The new law gave states two years to comply, starting from mid-2006, when the feds issued the specific regulations outlining states’ obligations. Many states, including Pennsylvania, Maryland, and Virginia, say that they’ve raised their work-participation rates substantially since then and are close to complying, though the feds have yet to issue a report on the states’ progress.

Yet no one knows how Barack Obama’s White House—which brings with it a whole new set of administrators at the Department of Health and Human Services under the new secretary, former Senate majority leader Tom Daschle*—will carry out the law. As a senator, Daschle opposed the original 1996 welfare reform and then stalled its reauthorization from 2002 through his 2004 electoral defeat. Obama, meanwhile, turned down several opportunities during the presidential campaign to say whether he would have signed the welfare-reform act if he had been president in 1996; he preferred not to look back, he said, but forward.

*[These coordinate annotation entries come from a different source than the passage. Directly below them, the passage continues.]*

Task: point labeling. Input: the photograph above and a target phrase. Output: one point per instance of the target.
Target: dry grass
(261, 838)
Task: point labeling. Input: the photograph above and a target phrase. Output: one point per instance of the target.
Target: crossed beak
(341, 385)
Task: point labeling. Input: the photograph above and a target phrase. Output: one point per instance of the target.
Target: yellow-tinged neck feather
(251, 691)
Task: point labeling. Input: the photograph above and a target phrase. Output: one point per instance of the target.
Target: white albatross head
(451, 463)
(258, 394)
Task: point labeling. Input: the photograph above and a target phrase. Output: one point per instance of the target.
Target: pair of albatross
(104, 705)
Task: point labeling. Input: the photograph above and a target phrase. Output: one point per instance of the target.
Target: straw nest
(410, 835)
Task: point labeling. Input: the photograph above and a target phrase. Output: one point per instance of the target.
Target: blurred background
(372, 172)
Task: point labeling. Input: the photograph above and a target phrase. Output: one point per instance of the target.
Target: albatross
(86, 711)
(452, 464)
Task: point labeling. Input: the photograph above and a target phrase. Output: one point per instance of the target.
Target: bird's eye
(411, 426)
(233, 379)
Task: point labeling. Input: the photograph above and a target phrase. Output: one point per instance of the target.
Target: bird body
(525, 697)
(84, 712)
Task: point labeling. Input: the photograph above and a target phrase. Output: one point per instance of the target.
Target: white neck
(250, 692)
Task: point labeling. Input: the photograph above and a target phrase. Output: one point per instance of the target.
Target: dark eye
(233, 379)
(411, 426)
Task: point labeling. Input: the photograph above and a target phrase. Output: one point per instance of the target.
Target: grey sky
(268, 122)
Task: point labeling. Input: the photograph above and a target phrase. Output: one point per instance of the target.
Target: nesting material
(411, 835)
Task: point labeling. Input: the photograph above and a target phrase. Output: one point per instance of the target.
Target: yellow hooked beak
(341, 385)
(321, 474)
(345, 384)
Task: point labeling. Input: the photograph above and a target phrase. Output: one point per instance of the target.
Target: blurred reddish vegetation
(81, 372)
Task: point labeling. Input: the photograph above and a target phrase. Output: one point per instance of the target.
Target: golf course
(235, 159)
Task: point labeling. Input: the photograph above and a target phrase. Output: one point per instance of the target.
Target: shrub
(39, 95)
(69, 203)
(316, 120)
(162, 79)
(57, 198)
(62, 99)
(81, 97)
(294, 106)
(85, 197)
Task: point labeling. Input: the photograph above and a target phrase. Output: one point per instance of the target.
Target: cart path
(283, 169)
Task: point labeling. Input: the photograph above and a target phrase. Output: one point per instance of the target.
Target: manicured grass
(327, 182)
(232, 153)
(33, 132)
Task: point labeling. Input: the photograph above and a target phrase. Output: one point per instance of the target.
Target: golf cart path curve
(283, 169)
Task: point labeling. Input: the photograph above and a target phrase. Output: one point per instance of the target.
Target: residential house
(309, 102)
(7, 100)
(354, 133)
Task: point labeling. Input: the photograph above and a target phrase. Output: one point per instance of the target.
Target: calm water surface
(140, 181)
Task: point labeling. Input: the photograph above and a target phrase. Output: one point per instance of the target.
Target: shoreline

During the campaign, he did run ads crediting the 1997 Illinois law that he helped write—which brought the state’s welfare system in line with federal changes—with Illinois’ decline in welfare caseloads.

Congress’s most powerful Democrats have also opposed welfare reform. Speaker of the House Nancy Pelosi voted against both the 1996 legislation (calling it “punitive and unrealistic”) and the 2005 bill. Harry Reid, the current Senate majority leader, has used language strikingly similar to that of social-services advocates to criticize welfare reform. On its tenth anniversary, he declared that “many welfare recipients face significant barriers to employment” and that states need “flexibility” in aiding them.

At the very least, such statements suggest that a Reid-and-Pelosi-controlled Congress could unwind some key elements of the 2005 law, such as the restrictions on counting certain kinds of job training or substance-abuse counseling as work, when welfare reform again comes up for reauthorization in 2011. Such moves would almost certainly inflate work-participation rates artificially and blunt some of the effectiveness of the 2005 reforms. Whether Congress would attempt to go further, digging into the original 1996 legislation and curtailing some of its mandates, is hard to predict at this stage. But the fact that Obama and his new HHS secretary have hardly been enthusiastic in their support for welfare reform suggests that we may have to fight the battle for it all over again.

*Daschle withdrew his nomination on February 3.